Nur noch wenige Menschen haben heutzutage die Fähigkeit, Spuren zu deuten. Die San lernen es von klein auf von ihren Vätern; die Kenntnisse werden von Generation zu Generation weitergegeben. Da die San früher von der Jagd mit dem Bogen lebten, was sie heute nur nebenher weiter betreiben, war das Lesen der Spuren für ihr Überleben außerordentlich wichtig. Für diese Art der Jagd müssen sie sich dem Tier bis auf nur 30 Meter Entfernung nähern. Diese Methode ist so schwierig, dass sie keinen Beschränkungen unterliegt, wie etwa die Jagd mit Gewehren. Außerdem dient das Fährtenlesen auch dazu, mit einem Blick auf den Dorfboden zu erkennen, welcher Bewohner vor wie langer Zeit in welche Richtung gelaufen ist, wie weit er sich demzufolge entfernt hat oder ob Fremde eingedrungen sind. Die San beherrschen das Spurenlesen so perfekt wie wir das Lesen von Schrift. Im Alltag beschäftigen sie sich hauptsächlich mit jungen, frisch entstandenen Spuren. Doch Neugier wie auch die pure Freude am Spurenlesen sorgten dafür, dass sie sich gerne an dem Forschungsprojekt beteiligt haben. Lenssen-Erz fasst ihre Begeisterung zusammen: „Fährtenlesen ist ihr Leben“. Und den Grund für ihre Beteiligung am Projekt mit „Hauptsache Spur“.

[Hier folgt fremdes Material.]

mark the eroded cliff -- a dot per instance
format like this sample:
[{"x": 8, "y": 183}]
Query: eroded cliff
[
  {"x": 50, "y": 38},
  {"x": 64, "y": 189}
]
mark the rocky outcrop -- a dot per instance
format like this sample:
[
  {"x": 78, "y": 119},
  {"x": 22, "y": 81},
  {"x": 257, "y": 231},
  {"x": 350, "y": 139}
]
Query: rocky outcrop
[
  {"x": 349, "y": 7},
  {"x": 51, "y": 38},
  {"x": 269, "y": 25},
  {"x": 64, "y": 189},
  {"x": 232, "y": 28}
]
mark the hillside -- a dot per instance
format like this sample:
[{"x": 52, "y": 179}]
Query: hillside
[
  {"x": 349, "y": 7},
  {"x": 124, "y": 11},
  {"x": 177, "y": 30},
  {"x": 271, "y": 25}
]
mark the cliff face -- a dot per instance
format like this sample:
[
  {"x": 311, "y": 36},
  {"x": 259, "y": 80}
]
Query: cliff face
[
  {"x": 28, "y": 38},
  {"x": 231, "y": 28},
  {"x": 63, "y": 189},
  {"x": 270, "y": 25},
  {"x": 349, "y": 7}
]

Unter Platzangst durfte das Team bei diesem Projekt nicht leiden: Manche Spuren erreicht man nur auf allen Vieren
Unter Platzangst durfte das Team bei diesem Projekt nicht leiden: Manche Spuren erreicht man nur auf allen Vieren
© Tracking in Caves

Gute Zusammenarbeit auch „unter Tage“

Lenssen-Erz und Pastoors freute besonders, dass die Zusammenarbeit trotz der völlig unterschiedlichen Welten, aus denen die Forscher und die San-Jäger stammen, sehr harmonisch, vertrauensvoll kooperativ und produktiv verlief. Und das, obwohl die Arbeit in den Höhlen oft sehr anstrengend und beschwerlich war. Viele Gänge waren sehr eng und das Team musste durch Matsch und Verengungen krabbeln. An vielen Stellen konnten die Forscher und die Jäger sich nicht aufrichten und mussten geduckt zu Werke gehen. Jeder Höhlenbesuch wollte wegen des weiten, unangenehmen Weges wohl überlegt sein. Pastoors hält es deswegen auch in zukünftigen Projekten kaum für möglich, an Arbeitstagen effektiv länger als einen halben Tag Forschungsarbeiten in den Höhlen zu betreiben.

Zukunftspläne für Steinzeitforschung

Bevor es jedoch an neue Projekte geht, werten die Wissenschaftler die Gesprächsprotokolle aus und hoffen auf viele weitere Informationen über die Diskussionen und Spuren. Bei der Übersetzung und Auswertung der Transskripte unterstützt die deutschen Forscher wieder ihre amerikanische Kollegin Megan Biesele.

Schon vor dem eigentlichen Projektstart in Frankreich gab es für die San in Deutschland Neues zu entdecken - wie die Bären im Kölner Zoo
Schon vor dem eigentlichen Projektstart in Frankreich gab es für die San in Deutschland Neues zu entdecken - wie die Bären im Kölner Zoo
© Tracking in Caves

Für die Zukunft denken Lenssen-Erz und Pastoors an ein ähnliches, aber größer angelegtes Projekt, das die erfolgten Forschungsarbeiten in den Pyrenäen ergänzt und vertieft. In vielen Höhlen gibt es zahlreiche Spuren, denen sich das Team in der Kürze der Zeit nicht widmen konnte. Die Erkenntnis, dass die Verschmelzung des westlichen mit dem indigenen Wissenskanon umfangreichere, detailliertere und sogar korrektive Ergebnisse liefert, stellt darüber hinaus viele bisher als Tatsachen anerkannte Entdeckungen in Frage.

Die San haben mit ihren Fertigkeiten und den ebenso herausragenden wie überraschenden Ergebnissen der Höhlenbesuche in den Pyrenäen bewiesen, dass sie fähig sind, weitaus mehr Informationen zu liefern als die westlichen Forschungsmethoden erlauben. Denn „Messen ist nicht Lesen“, wie Lenssen-Erz betont. Die Anerkennung ihres Fachwissens hat auch in Namibia bereits Früchte getragen. Im Heimatort der drei Jäger, Tsumkwe, soll Fährtenlesen nun als berufliche Ausbildung angeboten werden. „Wir gehen aufgrund unserer Ergebnisse davon aus, dass Spurenlesen als seriöse Wissenschaft anerkannt wird“, sagt Lenssen-Erz.